PR 4 # 33 -- The last puzzle from this series
 

Prove that the product of 4 consecutive positive integers cannot be a perfect square.

[spoiler] one of the numbers is divisible by 4 and one by 2. 8 is not a perfect square. [/spoiler]

Another question. Is there a value n, n>2, such that the product of n consecutive integers is a perfect square.

[QUOTE=Citrix]one of the numbers is divisible by 4 and one by 2. 8 is not a perfect square.[/QUOTE]
What prevents the "multiple of 4" from being a multiple of 8?
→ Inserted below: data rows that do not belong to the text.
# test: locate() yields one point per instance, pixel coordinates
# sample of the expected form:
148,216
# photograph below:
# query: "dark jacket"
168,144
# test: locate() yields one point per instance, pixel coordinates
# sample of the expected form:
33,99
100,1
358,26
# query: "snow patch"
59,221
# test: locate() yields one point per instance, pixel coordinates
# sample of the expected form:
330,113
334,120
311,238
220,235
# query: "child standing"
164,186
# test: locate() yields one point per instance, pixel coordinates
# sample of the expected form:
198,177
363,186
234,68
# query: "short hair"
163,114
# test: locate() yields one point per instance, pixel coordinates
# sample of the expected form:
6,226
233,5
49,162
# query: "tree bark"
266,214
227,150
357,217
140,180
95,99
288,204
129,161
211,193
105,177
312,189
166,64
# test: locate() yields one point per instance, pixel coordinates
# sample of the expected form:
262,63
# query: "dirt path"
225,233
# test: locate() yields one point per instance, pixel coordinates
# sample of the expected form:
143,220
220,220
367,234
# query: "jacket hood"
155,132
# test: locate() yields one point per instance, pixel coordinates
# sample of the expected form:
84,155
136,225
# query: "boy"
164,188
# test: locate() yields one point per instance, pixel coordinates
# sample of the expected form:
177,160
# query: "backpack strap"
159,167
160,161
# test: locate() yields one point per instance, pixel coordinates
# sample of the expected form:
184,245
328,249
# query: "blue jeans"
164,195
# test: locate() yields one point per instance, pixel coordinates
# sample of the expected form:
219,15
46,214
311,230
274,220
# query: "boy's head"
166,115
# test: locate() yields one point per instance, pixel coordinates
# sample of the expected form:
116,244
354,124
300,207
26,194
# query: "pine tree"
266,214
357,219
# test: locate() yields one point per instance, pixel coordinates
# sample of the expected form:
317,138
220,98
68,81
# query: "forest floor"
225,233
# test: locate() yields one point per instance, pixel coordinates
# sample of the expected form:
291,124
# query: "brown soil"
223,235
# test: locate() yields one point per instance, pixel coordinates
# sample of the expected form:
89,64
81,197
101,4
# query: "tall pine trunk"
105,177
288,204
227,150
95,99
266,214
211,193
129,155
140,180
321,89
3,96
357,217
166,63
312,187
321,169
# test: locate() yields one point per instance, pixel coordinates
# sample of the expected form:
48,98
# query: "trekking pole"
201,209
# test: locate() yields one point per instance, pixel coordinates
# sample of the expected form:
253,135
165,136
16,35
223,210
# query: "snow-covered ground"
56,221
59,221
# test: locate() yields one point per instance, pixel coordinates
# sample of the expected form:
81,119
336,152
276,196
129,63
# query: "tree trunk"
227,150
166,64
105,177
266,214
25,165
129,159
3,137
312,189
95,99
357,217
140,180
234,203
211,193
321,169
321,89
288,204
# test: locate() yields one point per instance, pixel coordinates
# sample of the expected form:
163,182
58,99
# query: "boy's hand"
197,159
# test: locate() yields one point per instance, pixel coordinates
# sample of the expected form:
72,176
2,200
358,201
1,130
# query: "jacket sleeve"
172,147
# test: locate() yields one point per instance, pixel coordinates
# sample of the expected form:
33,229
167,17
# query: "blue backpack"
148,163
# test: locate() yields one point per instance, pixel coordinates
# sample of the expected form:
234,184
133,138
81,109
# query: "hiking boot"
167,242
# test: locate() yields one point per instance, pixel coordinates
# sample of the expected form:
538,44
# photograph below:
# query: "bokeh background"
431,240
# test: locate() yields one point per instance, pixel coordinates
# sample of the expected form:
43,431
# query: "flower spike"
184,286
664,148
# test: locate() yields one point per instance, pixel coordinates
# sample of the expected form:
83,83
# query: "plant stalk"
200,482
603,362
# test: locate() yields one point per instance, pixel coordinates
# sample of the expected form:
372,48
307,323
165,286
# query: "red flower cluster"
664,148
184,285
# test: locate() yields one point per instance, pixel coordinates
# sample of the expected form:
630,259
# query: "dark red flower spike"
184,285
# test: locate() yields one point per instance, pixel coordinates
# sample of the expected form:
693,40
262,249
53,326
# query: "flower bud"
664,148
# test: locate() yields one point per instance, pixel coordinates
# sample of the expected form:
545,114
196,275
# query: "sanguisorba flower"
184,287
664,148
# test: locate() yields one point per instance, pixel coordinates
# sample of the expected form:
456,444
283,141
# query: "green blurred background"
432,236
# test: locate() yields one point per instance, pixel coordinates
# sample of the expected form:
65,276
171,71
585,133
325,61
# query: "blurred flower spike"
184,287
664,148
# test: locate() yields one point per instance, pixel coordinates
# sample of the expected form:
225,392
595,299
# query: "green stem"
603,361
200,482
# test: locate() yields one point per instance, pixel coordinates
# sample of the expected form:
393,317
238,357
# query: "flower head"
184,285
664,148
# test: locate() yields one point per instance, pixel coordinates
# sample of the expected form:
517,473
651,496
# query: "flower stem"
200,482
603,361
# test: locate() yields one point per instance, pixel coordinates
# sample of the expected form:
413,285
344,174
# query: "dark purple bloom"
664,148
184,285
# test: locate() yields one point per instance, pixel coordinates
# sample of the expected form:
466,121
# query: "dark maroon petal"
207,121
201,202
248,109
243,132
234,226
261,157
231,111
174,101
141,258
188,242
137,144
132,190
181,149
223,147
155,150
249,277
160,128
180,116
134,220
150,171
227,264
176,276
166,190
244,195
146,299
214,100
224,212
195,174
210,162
[QUOTE=Citrix][spoiler] one of the numbers is divisible by 4 and one by 2. 8 is not a perfect square. [/spoiler]

Another question. Is there a value n, n>2, such that the product of n consecutive integers is a perfect square.[/QUOTE]
Yes, and [i]n[/i] can be arbitrarily large. Any range which includes zero satisfies the problem as stated.

Paul

Axn1, you are right, I did not think of that.
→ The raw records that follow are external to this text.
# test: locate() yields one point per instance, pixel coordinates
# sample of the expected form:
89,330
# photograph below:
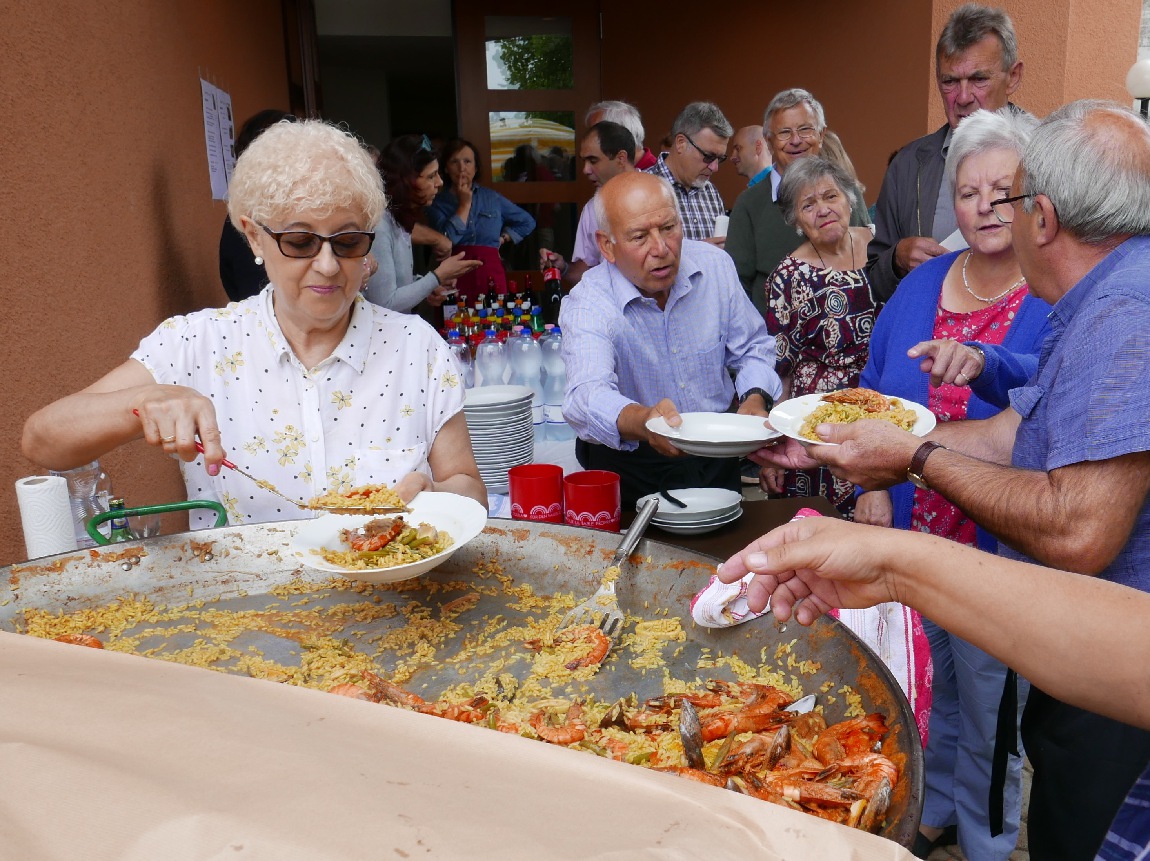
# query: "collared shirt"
759,177
587,246
1089,398
367,414
698,207
620,348
490,216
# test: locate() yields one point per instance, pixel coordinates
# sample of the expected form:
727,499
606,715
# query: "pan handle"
162,508
635,531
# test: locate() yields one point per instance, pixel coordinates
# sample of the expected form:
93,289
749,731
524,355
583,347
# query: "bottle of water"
490,360
462,355
526,359
553,387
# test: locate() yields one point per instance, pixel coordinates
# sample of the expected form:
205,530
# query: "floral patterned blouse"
933,513
366,414
821,320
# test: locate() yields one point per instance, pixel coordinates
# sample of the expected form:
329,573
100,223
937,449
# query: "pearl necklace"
851,237
966,284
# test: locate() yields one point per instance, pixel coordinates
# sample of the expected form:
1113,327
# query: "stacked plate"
706,509
499,421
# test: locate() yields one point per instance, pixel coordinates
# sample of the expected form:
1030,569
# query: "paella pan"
247,570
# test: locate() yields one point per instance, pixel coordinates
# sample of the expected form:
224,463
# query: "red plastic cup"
536,492
592,499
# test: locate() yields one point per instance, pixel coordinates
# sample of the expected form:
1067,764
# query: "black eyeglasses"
301,244
707,158
1004,207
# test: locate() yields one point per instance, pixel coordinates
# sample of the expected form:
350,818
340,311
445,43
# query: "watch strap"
919,462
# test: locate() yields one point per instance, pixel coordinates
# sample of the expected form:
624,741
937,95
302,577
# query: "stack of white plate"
707,508
499,421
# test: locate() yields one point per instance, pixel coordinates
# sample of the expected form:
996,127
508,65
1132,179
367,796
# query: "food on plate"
368,496
386,543
850,405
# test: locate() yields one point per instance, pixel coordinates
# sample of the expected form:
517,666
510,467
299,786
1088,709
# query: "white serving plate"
715,435
788,417
460,516
695,529
702,502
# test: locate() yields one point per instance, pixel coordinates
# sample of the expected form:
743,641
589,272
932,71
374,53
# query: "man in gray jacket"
976,67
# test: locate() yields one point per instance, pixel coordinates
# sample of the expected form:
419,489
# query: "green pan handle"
163,508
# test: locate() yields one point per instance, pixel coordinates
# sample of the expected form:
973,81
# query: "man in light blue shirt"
652,331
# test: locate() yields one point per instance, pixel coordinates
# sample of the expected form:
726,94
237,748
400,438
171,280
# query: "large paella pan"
247,571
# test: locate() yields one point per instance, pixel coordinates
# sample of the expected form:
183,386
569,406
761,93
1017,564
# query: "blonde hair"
306,166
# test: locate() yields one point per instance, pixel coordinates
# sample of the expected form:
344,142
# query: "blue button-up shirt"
621,348
1090,398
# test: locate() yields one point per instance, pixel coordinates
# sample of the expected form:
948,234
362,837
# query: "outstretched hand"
817,563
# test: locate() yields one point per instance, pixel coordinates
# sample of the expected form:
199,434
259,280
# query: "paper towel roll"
45,512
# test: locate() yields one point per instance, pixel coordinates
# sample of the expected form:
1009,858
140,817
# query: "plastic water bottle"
526,359
462,354
553,387
490,360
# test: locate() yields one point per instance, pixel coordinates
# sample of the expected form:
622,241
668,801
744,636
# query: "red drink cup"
592,499
536,492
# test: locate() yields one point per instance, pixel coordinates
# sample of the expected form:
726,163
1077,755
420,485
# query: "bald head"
639,230
749,152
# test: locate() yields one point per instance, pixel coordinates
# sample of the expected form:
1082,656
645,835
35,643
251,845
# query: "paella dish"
851,405
434,646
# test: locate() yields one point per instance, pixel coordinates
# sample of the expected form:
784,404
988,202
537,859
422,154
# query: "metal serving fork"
602,608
Xilman, if you do not include zero, what t!/(t-n)! can ever be a prefect square?

[spoiler]
n*(n+1)*(n+2)*(n+3) = n^4 + 6*n^3 + 11*n^2 + 6*n

((n+1)*(n+2)-1)^2 = n^4 + 6*n^3 + 11*n^2 + 6*n + 1

So, we need two perfect squares with a difference of 1. 0 and 1, anyone?
[/spoiler]

[QUOTE=Wacky]Prove that the product of 4 consecutive positive integers cannot be a perfect square.[/QUOTE]

[spoiler]There are two cases: 1*2*3*4 = 24 (which is not square) and the rest:

Since the difference between any member of this set is not greater than 3, the gcd of two of these numbers cannot be greater than 3.

This means that any prime factor greater than 3, can appear only in one number of the set. It is possible that this prime factor can appear twice (or even number of times) in a particular number, but since there is at most one square number inside the set, there must be a prime > 3 that appear an odd number of times in a member of the set and does not appear in the other members of the set.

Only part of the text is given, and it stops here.